Nicholas Kahn and Richard Selesnick each have a BFA from Washington University, St. Louis and have been working together as a team since the early 1980s. Their recognitions include numerous grants and awards such as the Pollock-Krasner Foundation Grant, the Green Leaf Award from the Nobel Peace Center, Oslo Norway, a NASA commission for “Mars,” and Provincetown Arts Council Grant, among others. Kahn + Selesnick have been part of artist residencies at Addison Gallery of American Art, Andover, Massachusetts, the Djerassi Artist Program, Woodside, California, and Toni Morrison’s Atelier Program at Princeton University, New Jersey. Their work has been shown in more than eighty solo exhibitions throughout the United States and Belgium and in group exhibitions in China, France, Germany, Monaco, and Norway. Among the exhibiting museums are: the Brooklyn Museum of Art, Smithsonian Institution, Philadelphia Museum of Art, Museum of Contemporary Photography and Field Museum, Chicago, Los Angeles County Museum of Art, Overbeck-Gesellschaft, Lübeck, Germany, and Cape Cod Museum of Art. Their work can be found in the collections of Denver Art Museum, Los Angeles County Museum of Art, Boston Public Library, Philadelphia Museum of Art, Fogg Museum of Art, National Portrait Gallery, Museum of Contemporary Photography, Chicago, the Beinecke Library, Yale University, and Museum of Fine Arts, Houston, as well as in corporate collections including Estee Lauder, Microsoft, and Time Magazine.
Artists Statement:
Madame Lulu’s Book of Fate When you look through the porthole of your berth aboard the ship, what do you see? The raging ocean? A lone iceberg? The world as it once was, now receding into the distance? Likewise, when you peer through your telescope at the distant boat from the lonely shoreline, what do you see? An approaching storm? A drowning man? The future, drifting forever out of reach? The Truppe Fledermaus invite you to look through the portal where you shall find scenes of men and women trying to parse that which is to come, speak with those departed, or just finding their pleasure amid the florid decay of a world in decline. For in a world where personal and societal mythologies supersede facts, where the promise of virtual realities threaten to supersede the real thing, what better way to approach an uncertain future than through the arcane methods of augury and clairvoyance—after all, is not prophecy the original fake news?

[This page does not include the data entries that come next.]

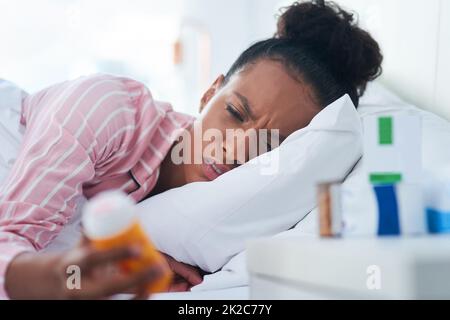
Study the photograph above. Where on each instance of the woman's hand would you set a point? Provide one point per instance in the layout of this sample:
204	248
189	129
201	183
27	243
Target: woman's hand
45	276
186	276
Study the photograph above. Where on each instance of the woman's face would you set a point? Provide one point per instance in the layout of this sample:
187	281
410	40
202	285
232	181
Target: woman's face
262	96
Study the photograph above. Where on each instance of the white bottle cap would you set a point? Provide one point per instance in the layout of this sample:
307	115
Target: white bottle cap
108	214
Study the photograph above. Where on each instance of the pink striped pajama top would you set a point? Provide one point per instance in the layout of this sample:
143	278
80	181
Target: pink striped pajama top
82	137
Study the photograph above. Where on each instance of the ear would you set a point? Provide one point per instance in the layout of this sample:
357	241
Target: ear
211	92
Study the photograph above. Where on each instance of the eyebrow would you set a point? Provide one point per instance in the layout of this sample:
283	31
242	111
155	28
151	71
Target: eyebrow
245	104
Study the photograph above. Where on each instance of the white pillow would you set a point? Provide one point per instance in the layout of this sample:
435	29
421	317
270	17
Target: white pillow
206	224
356	196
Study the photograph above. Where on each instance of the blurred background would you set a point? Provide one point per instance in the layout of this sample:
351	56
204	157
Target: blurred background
178	47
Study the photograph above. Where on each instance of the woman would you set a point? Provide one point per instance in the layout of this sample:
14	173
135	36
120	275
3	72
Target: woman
102	132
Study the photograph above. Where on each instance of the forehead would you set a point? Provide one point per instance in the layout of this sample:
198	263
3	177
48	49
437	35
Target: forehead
275	96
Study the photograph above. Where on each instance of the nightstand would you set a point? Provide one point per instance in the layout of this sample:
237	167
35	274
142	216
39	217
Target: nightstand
359	268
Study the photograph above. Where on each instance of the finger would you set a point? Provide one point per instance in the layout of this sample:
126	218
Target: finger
142	294
123	284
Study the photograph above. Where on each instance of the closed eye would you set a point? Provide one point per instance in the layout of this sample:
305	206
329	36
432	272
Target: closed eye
236	114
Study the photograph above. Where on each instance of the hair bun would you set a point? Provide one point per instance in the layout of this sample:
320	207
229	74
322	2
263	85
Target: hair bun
332	35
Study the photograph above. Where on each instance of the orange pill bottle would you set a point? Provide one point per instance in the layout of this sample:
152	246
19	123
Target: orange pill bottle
110	221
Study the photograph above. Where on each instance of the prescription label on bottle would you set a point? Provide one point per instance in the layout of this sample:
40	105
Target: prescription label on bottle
110	221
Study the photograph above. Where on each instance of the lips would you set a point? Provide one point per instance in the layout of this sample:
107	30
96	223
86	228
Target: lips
213	170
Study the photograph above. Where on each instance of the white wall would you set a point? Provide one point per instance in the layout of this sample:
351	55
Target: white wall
414	36
442	99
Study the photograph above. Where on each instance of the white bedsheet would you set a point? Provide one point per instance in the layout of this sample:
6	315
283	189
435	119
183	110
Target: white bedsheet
241	293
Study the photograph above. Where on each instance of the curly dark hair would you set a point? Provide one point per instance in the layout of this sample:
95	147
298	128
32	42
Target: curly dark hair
322	44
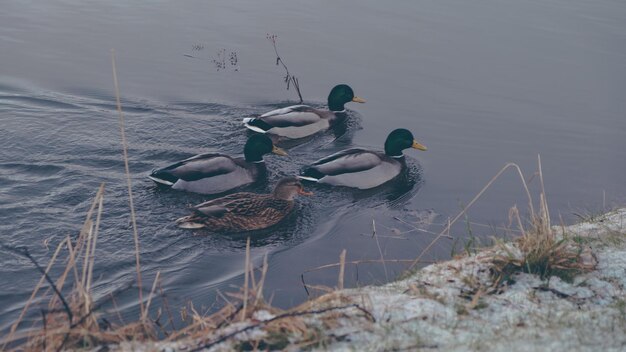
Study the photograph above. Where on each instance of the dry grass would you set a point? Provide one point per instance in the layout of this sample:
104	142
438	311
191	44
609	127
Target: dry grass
542	251
73	320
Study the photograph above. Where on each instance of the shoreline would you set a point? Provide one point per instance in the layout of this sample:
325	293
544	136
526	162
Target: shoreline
453	306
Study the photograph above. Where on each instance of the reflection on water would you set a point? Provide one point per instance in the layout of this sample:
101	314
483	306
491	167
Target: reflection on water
482	83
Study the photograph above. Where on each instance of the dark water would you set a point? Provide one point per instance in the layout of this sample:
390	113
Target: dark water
481	83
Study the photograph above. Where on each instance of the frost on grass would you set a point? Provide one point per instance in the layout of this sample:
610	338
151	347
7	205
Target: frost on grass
461	305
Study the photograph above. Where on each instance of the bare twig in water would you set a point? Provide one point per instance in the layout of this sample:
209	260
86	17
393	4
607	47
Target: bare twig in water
128	180
464	211
289	78
382	258
342	269
23	251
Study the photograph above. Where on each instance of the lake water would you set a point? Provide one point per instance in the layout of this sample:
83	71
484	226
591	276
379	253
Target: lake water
481	83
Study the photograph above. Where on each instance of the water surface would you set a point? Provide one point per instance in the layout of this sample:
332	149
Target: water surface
481	83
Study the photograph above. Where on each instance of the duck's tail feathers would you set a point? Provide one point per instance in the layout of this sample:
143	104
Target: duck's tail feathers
160	181
307	178
189	222
256	125
163	177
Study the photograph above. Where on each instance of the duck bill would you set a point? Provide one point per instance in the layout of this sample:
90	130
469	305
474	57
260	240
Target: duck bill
279	151
301	191
418	146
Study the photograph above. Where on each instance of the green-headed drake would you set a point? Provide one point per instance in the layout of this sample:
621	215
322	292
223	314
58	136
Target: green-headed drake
299	121
362	168
245	211
214	173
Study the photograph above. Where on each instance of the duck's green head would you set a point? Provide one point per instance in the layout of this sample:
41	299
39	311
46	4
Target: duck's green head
288	187
340	95
401	139
259	145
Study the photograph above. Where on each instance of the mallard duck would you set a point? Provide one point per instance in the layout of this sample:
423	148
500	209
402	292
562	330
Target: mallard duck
245	211
361	168
214	173
299	121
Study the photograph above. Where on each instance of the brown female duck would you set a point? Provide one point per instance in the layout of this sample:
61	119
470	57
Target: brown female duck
245	211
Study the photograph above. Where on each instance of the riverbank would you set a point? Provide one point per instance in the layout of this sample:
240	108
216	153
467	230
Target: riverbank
462	304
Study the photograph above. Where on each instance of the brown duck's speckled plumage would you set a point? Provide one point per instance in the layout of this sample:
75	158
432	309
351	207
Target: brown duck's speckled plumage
240	212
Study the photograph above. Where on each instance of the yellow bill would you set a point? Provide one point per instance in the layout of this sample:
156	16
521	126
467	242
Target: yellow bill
279	151
418	146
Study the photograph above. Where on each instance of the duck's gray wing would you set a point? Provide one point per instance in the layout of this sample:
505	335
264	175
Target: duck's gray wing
345	161
201	166
291	116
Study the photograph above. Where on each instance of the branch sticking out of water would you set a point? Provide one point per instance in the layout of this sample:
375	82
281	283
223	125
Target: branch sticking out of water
289	78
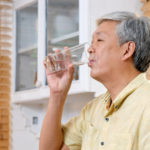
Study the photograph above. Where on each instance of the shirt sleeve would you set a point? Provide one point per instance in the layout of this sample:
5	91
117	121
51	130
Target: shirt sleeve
144	134
75	129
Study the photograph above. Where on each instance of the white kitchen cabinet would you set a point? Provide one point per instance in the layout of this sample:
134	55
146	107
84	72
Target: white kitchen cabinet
41	26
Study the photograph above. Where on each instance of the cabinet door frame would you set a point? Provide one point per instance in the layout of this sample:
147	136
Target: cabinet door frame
80	86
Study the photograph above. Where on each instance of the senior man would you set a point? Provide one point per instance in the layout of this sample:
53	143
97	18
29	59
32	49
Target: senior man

Our latest project “Madame Lulu’s Book of Fate” continues the adventures of the Truppe Fledermaus, a cabaret troupe of anxious mummers and would-be mystics who catalogue their absurdist attempts to augur a future that seems increasingly in peril due to environmental pressures and global turmoil. In this body of work, we also examine the notion of the carnivalesque—traditionally the carnival was a time when the normal order of society was upended and reversed, so that at least for a day the fool might become king, the sinner a priest, men and women might cross dress, and sacred ceremonies and normal mores are burlesqued and spoofed. During such brief times of anarchy, societal pressures were relieved by revealing their somewhat absurd and arbitrary natures. Costumes and masks were traditionally worn so that all people might have the same social status during the duration of the festival. The Truppe ask you to consider: is it the carnival that is upside-down, or perhaps the real world that it purports to burlesque?